The University of Arizona

Mineralogy, petrology, and thermal evolution of the Benton LL6 chondrite

E. L. Walton, J. G. Spray

Abstract


The Benton LL6 chondrite is a brecciated meteorite that was observed to fall on January 16, 1949 in Benton, New Brunswick, Canada. Internally, the meteorite comprises light-colored, subangular to subrounded clasts embedded in a dark grey-colored matrix. Clasts comprise the same mineral phases as the matrix, as well as chondrules and larger (50-100 μm) single mineral grains (mainly olivine and orthopyroxene). Composite (polyphase) clasts can be serveral millimeters in length. Numerous examples of post-brecciation and post-annealing sheraring and displacement at the micron to millimeter scale occur in the form of shock veins. Benton is a shock stage S3 chondrite, which experienced shock pressures on the order of 15-20 GPa, with an estimated post-shock temperature increase of 100-150°C. Benton's history comprises a sequence of events as follows: 1) chondrule formation and initial assembly; 2) brecciation; 3) thermal metemorphism; and 4) shock veining.
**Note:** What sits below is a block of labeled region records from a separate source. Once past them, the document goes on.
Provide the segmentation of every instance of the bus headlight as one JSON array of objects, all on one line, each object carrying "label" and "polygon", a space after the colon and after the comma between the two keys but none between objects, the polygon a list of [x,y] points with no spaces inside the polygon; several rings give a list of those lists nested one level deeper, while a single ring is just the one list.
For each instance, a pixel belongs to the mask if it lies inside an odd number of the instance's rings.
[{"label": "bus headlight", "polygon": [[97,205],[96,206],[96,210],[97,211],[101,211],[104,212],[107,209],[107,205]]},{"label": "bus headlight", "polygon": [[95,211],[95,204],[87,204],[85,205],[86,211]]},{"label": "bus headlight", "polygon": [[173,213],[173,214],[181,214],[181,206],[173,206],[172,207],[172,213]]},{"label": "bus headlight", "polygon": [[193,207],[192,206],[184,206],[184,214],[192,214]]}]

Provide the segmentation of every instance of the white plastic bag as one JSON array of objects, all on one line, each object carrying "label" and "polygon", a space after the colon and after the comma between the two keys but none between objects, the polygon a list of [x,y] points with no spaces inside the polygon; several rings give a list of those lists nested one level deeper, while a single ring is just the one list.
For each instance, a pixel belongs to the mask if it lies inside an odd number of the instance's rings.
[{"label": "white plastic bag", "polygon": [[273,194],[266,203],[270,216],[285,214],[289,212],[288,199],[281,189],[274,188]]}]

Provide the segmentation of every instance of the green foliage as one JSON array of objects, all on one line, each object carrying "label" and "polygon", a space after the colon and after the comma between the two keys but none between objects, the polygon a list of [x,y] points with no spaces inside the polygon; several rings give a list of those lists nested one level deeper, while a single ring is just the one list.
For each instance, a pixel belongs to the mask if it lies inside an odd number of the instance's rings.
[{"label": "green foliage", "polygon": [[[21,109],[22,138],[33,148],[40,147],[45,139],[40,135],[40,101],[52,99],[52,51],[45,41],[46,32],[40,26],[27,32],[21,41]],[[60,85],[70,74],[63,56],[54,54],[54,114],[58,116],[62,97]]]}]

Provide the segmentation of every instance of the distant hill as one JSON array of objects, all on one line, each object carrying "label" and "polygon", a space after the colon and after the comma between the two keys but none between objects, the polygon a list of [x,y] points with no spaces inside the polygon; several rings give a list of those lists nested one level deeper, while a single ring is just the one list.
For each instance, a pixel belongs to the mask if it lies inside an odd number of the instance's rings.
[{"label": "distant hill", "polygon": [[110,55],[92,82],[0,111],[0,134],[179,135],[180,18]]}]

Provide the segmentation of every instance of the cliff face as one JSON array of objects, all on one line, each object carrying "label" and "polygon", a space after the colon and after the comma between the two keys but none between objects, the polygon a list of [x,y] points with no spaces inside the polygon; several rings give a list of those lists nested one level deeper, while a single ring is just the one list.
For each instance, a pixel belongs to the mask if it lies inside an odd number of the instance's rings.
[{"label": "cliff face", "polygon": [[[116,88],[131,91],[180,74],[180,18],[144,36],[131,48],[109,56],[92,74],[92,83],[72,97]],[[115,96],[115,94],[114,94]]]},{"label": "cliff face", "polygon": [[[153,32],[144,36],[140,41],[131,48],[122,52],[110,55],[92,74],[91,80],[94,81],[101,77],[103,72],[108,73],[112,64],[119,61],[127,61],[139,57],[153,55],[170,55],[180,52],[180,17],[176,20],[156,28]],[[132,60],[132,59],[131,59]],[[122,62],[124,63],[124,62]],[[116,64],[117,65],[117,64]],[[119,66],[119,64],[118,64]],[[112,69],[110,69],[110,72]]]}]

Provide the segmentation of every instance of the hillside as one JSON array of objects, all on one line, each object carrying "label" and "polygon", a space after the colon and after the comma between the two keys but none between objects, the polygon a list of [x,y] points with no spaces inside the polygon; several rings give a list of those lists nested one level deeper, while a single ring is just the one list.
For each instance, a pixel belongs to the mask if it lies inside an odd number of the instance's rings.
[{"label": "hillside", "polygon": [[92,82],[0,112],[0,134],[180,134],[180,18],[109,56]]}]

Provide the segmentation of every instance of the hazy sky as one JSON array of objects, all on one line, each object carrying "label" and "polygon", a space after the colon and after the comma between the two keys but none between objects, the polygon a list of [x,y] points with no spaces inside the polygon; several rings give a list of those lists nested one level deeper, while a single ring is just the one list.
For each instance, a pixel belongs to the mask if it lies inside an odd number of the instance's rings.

Events (2) and (4) can be equated with distinct impact events, the former representing bombardment of target material that remained in situ or collisionally fragmented during metamorphism, and then gravitationally reassembled, the latter probably with release from the source body to yield a meteorite. Thermal metamorphism post-dates brecciation. The mean equilibration temperature recorded in the Benton LL6 chondrite is 890° C, obtained using the two pyroxene geothermometer.